Victims, like Wasir herself and her own two sisters, are stitched after the crude surgery with thorns and  left with a match-head sized orifice for urinating and menstruating.  Some die of massive infections from the dirty and unsanitary conditions under which the circumcision is performed, while others die later in childbirth.

 This barbaric practice can’t be blamed on religion or religious zealots. Female circumcision is not mentioned in the Bible or in the Quran.  Instead, it seems to have been devised by and for fearful men  in some patriarchal Muslim nations,  ( including Somalia, where Wasir is from, Sudan, Ethiopia, Kenya, Chad, Indonesia, Malaysia and Pakistan) where men enjoy almost total control over women’s lives.

But thanks to the courageous efforts of supermodel Wasir Dirie, who was appointed special U.N. Ambassador for the cause, numerous countries have condemned and outlawed the practice.

The Movie

“Desert Flower”,  the movie which tells Wasir’s story desertflowermovie.com  was produced by National Geographic and is not your usual dry, boring documentary.  It avoids the usual, narrated, oh-look-at-the-poor-natives tone and opts, instead, to follow little Wasir from her birth in the desert of Somalia to her monumentally treacherous trek through that same desert to freedom and a new life as a supermodel in London.

Anyone who has suffered a life-changing experience, whether through illness or injury, will be deeply affected by this movie.   It is impossible to watch it and remain calm.   It will stir every instinct within you to fight, to push, to press toward the destiny that lies within you, just as Wasir did on behalf of the  young victims of male insecurity.

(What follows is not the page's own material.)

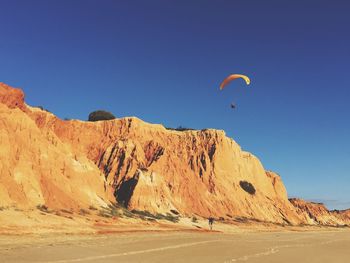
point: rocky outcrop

As Wasir said in her speech to U.N. delegates, in which she shared her amazing story, “The last camel in line walks as quickly as the first.”  In other words,  whatever happens to the least of us, has an affect on all of us.  The movie reminds us that the freedoms we take for granted in America, as women, for example, are not common around the world.

I encourage you to watch it and to join the cause to have this horrible practice outlawed wherever it is still practiced.  So many young desert flowers are depending on us.